Príncipes e Princesas,
de Michel Ocelot


Princes & Princesses, França, 2000

Após Kiriku e a Feiticeira, muito provavelmente o mais belo desenho animado realizado em alguns anos, o que se esperava do novo filme de Michel Ocelot era apenas o máximo. E o impressionante é que ele consegue uma raridade em termos cinematográficos: sobreviver às expectativas. E surpreender cada vez mais.

Neste novo filme, Ocelot opta por uma série de pequenos contos, fábulas mesmo. E consegue repetir a mistura de inteligência formal com extremo cuidado conteudístico. Ele opta por uma linda construção visual de teatro de sombras, na qual os personagens e cenários são apenas delineados por uma luz que vem de trás. Além disso, busca um formato quase metalinguístico onde os contos aparecem como encenações num teatro mágico, todas feitas por dois atores e um diretor. Como cada cena se passa numa época completamente diferente (desde o Egito antigo até o futuro), ele ainda tem o cuidado de respeitar e reconstituir as estéticas desejadas, como a perspectiva peculiar dos desenhos egípcios no episódio referente.

Em termos de construção narrativa, a grande sacada de Ocelot é que cada conto começa como uma brincadeira de faz de conta, na qual os atores vão imaginando o início da história e se vestindo como os personagens.
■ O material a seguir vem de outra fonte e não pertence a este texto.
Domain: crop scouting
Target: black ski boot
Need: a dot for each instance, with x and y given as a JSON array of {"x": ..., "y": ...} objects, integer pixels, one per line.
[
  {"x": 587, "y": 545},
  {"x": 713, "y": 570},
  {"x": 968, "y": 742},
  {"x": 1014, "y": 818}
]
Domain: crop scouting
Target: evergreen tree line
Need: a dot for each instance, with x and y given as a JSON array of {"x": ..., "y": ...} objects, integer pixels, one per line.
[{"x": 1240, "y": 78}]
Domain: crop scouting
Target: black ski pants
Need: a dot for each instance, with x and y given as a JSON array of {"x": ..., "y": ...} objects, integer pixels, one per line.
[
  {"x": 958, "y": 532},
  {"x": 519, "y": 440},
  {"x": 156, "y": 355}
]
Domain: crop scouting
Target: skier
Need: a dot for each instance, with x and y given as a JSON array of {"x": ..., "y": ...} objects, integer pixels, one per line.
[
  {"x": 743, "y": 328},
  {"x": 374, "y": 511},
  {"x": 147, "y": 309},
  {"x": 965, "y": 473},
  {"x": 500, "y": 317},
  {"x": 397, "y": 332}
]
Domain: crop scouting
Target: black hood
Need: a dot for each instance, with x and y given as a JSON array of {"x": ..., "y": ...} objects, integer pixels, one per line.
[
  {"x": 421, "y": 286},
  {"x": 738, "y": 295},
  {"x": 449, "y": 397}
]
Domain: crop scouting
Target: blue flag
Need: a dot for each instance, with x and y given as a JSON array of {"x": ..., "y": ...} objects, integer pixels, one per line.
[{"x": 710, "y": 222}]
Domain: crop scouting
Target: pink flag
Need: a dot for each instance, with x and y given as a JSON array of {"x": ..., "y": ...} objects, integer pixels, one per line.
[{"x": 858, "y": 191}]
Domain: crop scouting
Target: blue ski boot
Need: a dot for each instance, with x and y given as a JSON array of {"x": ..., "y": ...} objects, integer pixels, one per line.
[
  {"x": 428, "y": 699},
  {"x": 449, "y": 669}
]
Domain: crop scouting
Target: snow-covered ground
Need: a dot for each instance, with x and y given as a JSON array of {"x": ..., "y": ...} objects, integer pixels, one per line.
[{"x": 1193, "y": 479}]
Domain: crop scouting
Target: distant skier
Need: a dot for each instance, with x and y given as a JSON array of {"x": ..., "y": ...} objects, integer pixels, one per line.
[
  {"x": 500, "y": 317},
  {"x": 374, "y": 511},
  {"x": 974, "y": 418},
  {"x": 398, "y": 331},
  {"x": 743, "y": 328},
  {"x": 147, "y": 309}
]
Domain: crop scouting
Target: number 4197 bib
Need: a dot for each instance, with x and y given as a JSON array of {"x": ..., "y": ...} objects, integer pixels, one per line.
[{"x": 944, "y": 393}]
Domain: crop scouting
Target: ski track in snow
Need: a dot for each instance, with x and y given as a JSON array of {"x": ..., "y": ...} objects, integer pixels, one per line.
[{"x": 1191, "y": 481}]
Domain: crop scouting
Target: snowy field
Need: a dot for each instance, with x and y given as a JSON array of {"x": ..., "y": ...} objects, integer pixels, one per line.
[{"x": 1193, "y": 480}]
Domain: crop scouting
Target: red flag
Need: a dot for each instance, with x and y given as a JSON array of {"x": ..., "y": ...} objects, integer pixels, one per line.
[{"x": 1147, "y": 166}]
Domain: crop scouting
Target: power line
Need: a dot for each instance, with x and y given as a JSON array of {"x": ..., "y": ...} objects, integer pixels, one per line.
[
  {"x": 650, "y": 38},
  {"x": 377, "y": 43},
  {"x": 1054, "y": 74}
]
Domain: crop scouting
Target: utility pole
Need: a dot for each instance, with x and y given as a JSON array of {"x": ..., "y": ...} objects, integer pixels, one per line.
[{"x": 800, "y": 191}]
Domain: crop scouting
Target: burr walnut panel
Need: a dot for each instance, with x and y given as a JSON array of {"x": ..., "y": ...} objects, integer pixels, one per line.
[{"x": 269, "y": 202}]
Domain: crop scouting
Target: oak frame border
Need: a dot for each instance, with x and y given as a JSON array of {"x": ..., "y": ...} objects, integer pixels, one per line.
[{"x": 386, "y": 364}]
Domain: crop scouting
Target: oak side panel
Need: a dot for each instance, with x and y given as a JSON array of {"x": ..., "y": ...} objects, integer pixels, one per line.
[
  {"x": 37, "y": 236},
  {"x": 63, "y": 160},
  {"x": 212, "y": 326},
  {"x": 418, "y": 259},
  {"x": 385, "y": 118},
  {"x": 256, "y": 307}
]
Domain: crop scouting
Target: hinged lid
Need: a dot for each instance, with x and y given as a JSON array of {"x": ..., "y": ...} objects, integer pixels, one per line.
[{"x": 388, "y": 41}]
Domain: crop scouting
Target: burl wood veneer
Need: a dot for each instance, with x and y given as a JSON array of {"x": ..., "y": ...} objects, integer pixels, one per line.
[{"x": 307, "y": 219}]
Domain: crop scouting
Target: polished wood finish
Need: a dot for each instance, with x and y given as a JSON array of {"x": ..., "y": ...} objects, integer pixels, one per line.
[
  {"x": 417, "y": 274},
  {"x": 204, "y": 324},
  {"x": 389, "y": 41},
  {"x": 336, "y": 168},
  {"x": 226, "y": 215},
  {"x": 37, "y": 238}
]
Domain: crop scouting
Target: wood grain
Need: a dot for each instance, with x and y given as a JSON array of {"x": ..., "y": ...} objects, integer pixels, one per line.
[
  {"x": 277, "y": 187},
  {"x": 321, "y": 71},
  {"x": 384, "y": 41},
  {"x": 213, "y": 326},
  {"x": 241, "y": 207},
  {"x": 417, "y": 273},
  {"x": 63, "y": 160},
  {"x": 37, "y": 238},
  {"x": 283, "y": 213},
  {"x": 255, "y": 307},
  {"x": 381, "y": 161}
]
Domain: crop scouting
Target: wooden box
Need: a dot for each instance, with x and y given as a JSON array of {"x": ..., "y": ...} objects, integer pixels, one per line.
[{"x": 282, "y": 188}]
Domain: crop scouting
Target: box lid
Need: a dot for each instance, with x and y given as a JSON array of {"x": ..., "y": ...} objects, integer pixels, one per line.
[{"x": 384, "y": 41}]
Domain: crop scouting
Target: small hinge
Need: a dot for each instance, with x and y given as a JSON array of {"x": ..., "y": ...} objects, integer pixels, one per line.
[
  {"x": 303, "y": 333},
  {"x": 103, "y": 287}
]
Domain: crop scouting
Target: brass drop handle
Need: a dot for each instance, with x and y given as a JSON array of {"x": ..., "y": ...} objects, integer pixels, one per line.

Isso cria uma empatia com o público (especialmente o infantil) pois os coloca na posição de sonhar suas próprias histórias também. Esta, aliás, é a maior qualidade do cinema de Ocelot: o respeito à inteligência e à imaginação do público infantil. Mais do que respeito, incentivo. Ele não foge de seu papel de educador, mais do que simplesmente entretenimento. Chega ao extremo de colocar um intervalo no meio de suas seis histórias, como nos filmes de antigamente, a tela fica por dois minutos com a palavra intervalo, enquanto o narrador informa ser o momento de comentar e discutir a história com os amigos e os pais. Que cuidado! Incluir a inevitável e desejável interação das pessoas entre si, a partir do filme. Ou seja, não adianta os pais se excluírem do processo educacional e culparem o cinema e a TV pela má educação dos filhos. Eles devem participar.

Cada história merecia um comentário para si, mas não é o caso. O que impressiona é que em nenhuma delas há a lição de moral fácil, s divisão entre bons e maus. Em todas se estimula a inventividade, o companheirismo, a solidariedade, o respeito à diferença. Por isso tudo, em dois filmes, Ocelot já é um dos mais importantes cineastas do cinema infantil hoje. Feliz do mundo onde mais crianças se encantassem com seus jogos que com os de Xuxa e companhia, e sua pregação do individualismo, do preconceito, do emburrecimento.